Lula Landry was a world famous supermodel when she plunged to her death on a cold night in January. Even Cormoran had heard about the tragedy. Another shooting star that burned too bright and died too young. It's almost baffling that the myopic man in front of him was related to the angelic Lula. But Lula, like John and Charlie, was adopted. Cormoran feels a kinship with John over his unconventional family, Cormoran being the bastard of a famous rock musician with famous siblings strewn all over the world. John's belief in Lula convinces Cormoran to take the case. He is soon shoved into the shadowy world of celebrities and their hangers-on. Where paparazzi blind you with their flashes at every chance. This is a world Cormoran's siblings know well, one he has always studiously avoided. But the deeper he digs he starts to have the same conviction as John. Lula didn't jump, she was pushed. Which means there's a killer out there who might strike again...

For someone who doesn't just love, but adores the Harry Potter books as much as I, it's kind of shocking to admit that I've never read any of Rowling's other books. Oh, don't get me wrong, I have them all ready to read, The Casual Vacancy, the next two Cormoran Strike books after this one, I've just never gotten around to them. I think there's a bit of the fear of the next. When you love an author who has written a series the first time they step outside that comfort zone, be it your comfort zone or theirs, it's a seismic shift. It's something entirely new. That new could be good or it could be bad, but one thing is certain, it will be different. Which I think is one of the reasons that Rowling tried to step back and release The Cuckoo's Calling under a pen name.
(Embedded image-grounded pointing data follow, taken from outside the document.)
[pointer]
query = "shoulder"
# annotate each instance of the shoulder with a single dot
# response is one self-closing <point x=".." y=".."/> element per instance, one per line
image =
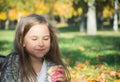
<point x="49" y="63"/>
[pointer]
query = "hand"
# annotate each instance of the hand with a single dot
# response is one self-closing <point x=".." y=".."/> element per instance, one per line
<point x="61" y="76"/>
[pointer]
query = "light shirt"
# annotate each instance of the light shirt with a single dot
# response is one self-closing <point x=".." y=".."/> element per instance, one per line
<point x="42" y="75"/>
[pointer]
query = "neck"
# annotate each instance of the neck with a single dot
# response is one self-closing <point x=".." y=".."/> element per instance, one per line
<point x="37" y="64"/>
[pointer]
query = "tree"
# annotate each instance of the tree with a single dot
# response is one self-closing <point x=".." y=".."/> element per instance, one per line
<point x="91" y="18"/>
<point x="115" y="24"/>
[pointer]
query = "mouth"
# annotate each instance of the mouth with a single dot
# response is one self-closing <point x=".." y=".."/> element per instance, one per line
<point x="40" y="49"/>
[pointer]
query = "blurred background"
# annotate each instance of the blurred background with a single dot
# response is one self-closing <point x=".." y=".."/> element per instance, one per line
<point x="88" y="32"/>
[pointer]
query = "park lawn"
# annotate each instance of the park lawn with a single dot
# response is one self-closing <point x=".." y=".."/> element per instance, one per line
<point x="91" y="58"/>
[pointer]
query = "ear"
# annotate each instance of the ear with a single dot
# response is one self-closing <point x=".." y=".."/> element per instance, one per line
<point x="23" y="44"/>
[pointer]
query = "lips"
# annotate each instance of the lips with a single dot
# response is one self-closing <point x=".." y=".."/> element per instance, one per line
<point x="40" y="49"/>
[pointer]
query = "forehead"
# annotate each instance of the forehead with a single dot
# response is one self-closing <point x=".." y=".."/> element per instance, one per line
<point x="39" y="29"/>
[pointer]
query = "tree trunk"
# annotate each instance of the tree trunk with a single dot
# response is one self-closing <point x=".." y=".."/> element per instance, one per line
<point x="82" y="23"/>
<point x="115" y="23"/>
<point x="91" y="19"/>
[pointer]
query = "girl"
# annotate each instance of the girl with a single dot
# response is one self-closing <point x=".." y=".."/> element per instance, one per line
<point x="36" y="50"/>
She was harshly judged for The Casual Vacancy and she just wanted to write a book to write a book and avoid the PR machine that would swing into action. In fact I actually had this book on my "to be read" list long before it was revealed who the true author is. But reading this book I was struck by one thing, I think you NEED to know that Rowling is the author to get the full impact.
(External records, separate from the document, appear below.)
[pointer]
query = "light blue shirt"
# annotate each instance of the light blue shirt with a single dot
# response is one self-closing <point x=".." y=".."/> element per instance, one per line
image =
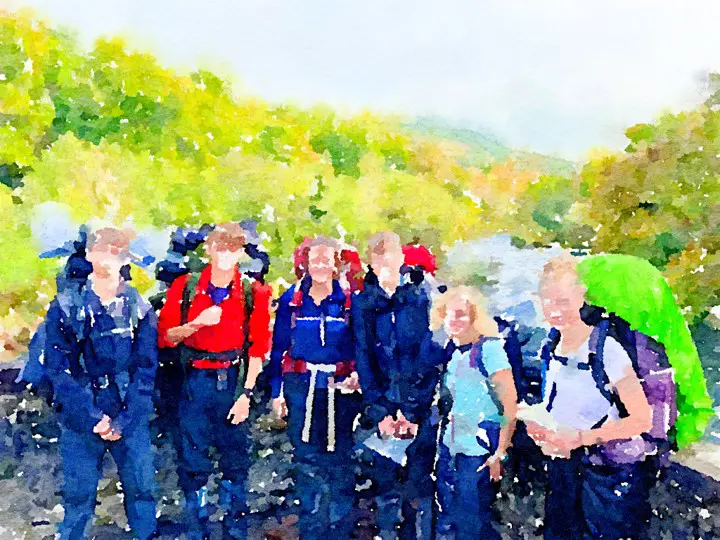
<point x="472" y="398"/>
What I mean by this is that the celebrity of Lula has an extra punch because Rowling wrote her story. Rowling is, let's face it, the most famous author in the world. Just the hype building up to a play set in the world of Harry Potter is causing mass hysteria. If an unknown author had actually written The Cuckoo's Calling the viciousness of the paparazzi couldn't have been as viscerally real and accurate. You the reader get that Rowling is exorcising some of her demons, giving the press a little bit back of what they've done to her over the years. This isn't some imagined horror of what the press could do, but what they have actually done, and done to her. The sad fact is this practice continues. We still have paparazzi hounding people because their readers just have to know every detail of famous people's lives. To me, this world that Cormoran is shoved into in his investigation, a world where paparazzi can hound celebrities to death, is what grounds this book. This is what I connected to. Would I have connected to it as strongly had I read this without knowing Rowling had written it? I don't think I would, because I think I would have doubted the veracity. I know that this world exists, but it's something more to read about it from someone who has experienced it firsthand.
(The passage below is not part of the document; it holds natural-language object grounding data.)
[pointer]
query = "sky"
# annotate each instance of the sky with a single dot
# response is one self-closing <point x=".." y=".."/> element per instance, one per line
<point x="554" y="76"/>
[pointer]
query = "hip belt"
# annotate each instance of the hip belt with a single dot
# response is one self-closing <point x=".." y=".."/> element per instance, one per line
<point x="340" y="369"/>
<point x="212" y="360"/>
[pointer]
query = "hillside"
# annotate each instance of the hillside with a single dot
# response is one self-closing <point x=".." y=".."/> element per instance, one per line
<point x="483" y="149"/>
Yet beyond this grounding I was expecting something more. The Cuckoo's Calling was billed as a Neo-Noir. Hence I thought the book would be dark and mysterious. The book isn't. And that's letting you down easy. Yes, it has the building blocks of Noir. We have the down and out protagonist with a bad history with women, or in this case, a woman. We have the starlet who died too young. We have the world of celebrities and it's seamy underbelly. Heck, I almost sound like I'm writing a loose outline for my favorite movie, L.A. Confidential. But it just falls short. The sheer number of cigarettes smoked can't ever bridge the gap between what it is and what it wants to be. Noir needs that something more. We connect to Cormoran, but we don't really get true insight into his mind and thought processes. This I think is where it fails on the Noir front. We understand who he is and what he is like, but not really what he's thinking, what he's figuring out. There's just a void where we need to connect to him on a visceral level, to key into his feelings, his ups and downs, and instead we like him, but we just don't quite get him. Noir is never about liking, it's about understanding.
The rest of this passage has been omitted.